When you think of small-town America, you might envision sleepy little hamlets with quaint Main Streets, like something out of the last century, perhaps with cobblestone streets and an old-fashioned ice cream parlor. And while this is indeed true of many small towns — and is part of their charm — there are many small towns with a lot happening behind the curtain that may surprise you.
Here are six communities that are real eye-openers:
- Augusta, Missouri. You may never have heard of this tiny heartland village, population about 270. But guess what? Augusta is a nationally recognized wine region, designated the first American Viticultural Area (AVA) by the federal government in 1980, surpassing better-known Napa Valley by a country mile. And philanthropist David Hoffmann has plans to put Augusta on the map in an even grander way, with a new five-star hotel, yacht cruises along the Mississippi River, an amphitheater, and golf course. When everyone else heads to crowded California, Augusta might be your best bet for exceptional wine tasting.
- Luray, Virginia. With a population just over 4800, Luray may seem huge compared with Augusta, but what gives it unique charm are the Luray Caverns, the largest cave system on the East Coast.

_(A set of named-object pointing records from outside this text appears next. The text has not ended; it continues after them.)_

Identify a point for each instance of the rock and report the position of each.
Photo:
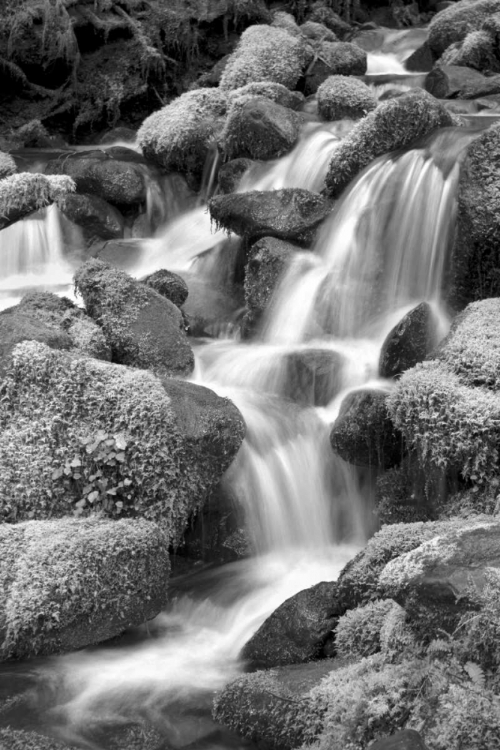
(143, 328)
(459, 82)
(394, 124)
(406, 739)
(24, 193)
(269, 259)
(111, 575)
(97, 218)
(341, 97)
(313, 376)
(454, 23)
(231, 173)
(83, 435)
(409, 342)
(297, 631)
(179, 136)
(435, 582)
(264, 53)
(116, 175)
(363, 433)
(335, 58)
(291, 214)
(258, 128)
(476, 251)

It’s a geological hall of fame, with cathedral-sized rooms and ceilings 10 stories high, flowing water, and natural wonders around every bend. If your image of Virginia tends to family mansions and genteel garden parties, Luray’s unusual attraction will lure you in.
- Gatlinburg, Tennessee. Down-home charm and wild adventure find their nexus in the heart of the Smokies. Gatlinburg is a gateway to the Great Smoky Mountains, with more than 100 hiking trails to suit all fitness levels. And it’s one popular place: Great Smokies National Park is the most-visited park in the United States. But there’s much more going on in Gatlinburg. You can take in the breathtaking fall foliage, visit the Gatlinburg Space Needle, or enjoy Ripley’s Aquarium of the Smokies — especially appealing if you’re traveling with children. Fun fact: this town of just 3500 is located next door to Pigeon Forge, home to Dollywood, Dolly Parton’s theme park.

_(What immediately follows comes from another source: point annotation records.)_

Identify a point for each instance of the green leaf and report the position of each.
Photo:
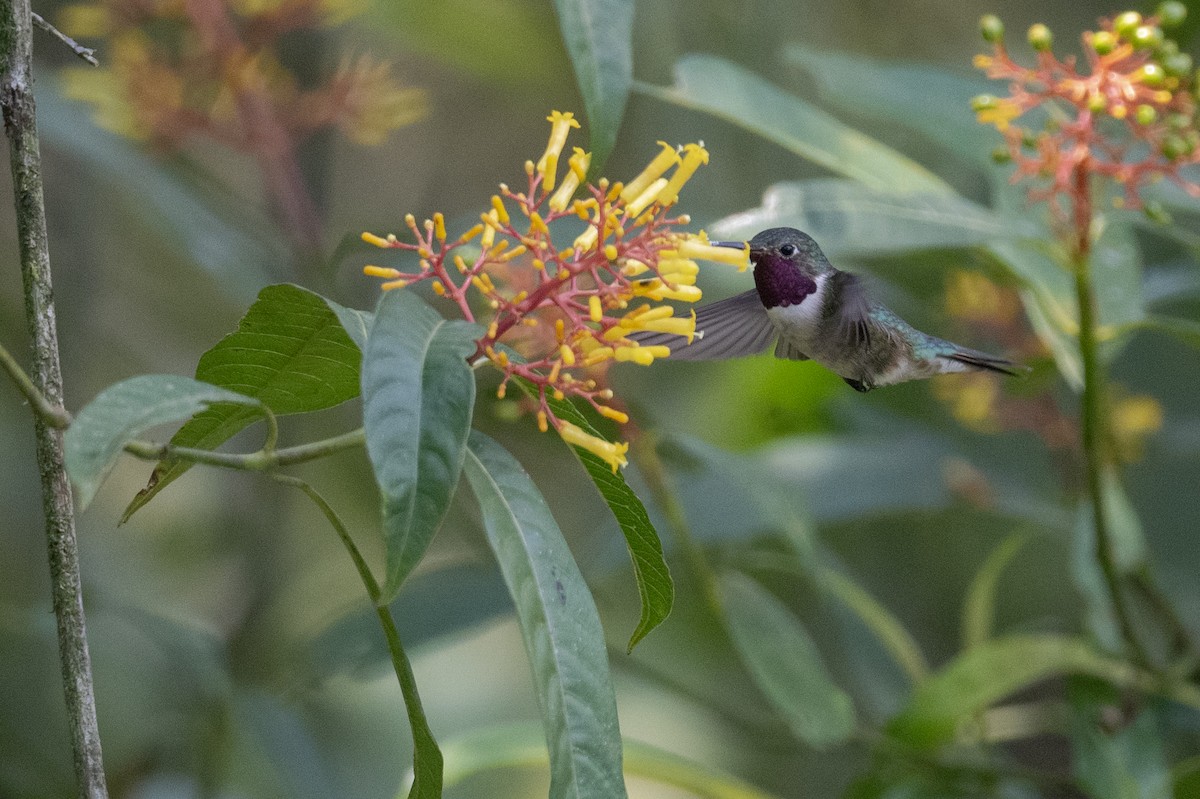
(521, 744)
(121, 412)
(289, 352)
(978, 608)
(355, 323)
(651, 571)
(882, 624)
(929, 100)
(418, 397)
(558, 622)
(785, 664)
(1122, 763)
(987, 673)
(725, 90)
(851, 218)
(599, 38)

- Perham, Minnesota. So you’re a culture buff, and don’t imagine you’ll find too much culture outside major metropolitan areas? Think again. The town of Perham is home to the ITOW (In Their Own Words) Veterans Museum, the country’s only museum that houses an extensive collection of oral histories created by veterans. Antique shops and craft breweries abound, and the town is replete with art centers and festivals of every stripe.
- Santa Claus, Indiana. Ho, ho, ho, this town has dedicated its entire existence to Christmas. With a name like Santa Claus, it seemed inevitable. Holiday World is a Christmas-themed amusement park, and the town boasts more Christmas-focused stores and candy shops than probably any other community in America. Even the post office is Christmas-themed, though that makes sense: can you imagine how many people want their holiday cards to be postmarked from here?

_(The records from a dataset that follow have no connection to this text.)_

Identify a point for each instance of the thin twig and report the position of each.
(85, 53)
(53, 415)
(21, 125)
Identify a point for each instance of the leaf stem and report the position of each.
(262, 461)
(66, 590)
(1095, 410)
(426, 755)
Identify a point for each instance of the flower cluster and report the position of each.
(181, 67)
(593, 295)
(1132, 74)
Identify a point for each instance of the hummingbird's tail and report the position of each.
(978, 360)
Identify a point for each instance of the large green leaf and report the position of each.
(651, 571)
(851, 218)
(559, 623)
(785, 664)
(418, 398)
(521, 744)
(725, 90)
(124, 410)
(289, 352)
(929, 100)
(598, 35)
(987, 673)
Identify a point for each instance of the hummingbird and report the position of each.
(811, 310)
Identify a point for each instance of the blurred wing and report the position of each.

- Watch Hill, Rhode Island. Watch Hill used to be a well-kept secret vacation destination for the wealthy, until Taylor Swift bought a home here, sending the town’s popularity soaring. The seaside locale offers miles of beaches and art galleries, antique shops and boutiques — and is home to the only Five-Diamond hotel in Rhode Island, which has hosted numerous celebrities. Pretty ambitious for a population of just 144!
These small towns with big offerings may make you alter your original vacation destination. What they lack in size they make up for in quirky or unusual sights, events, and occasions. Have fun exploring!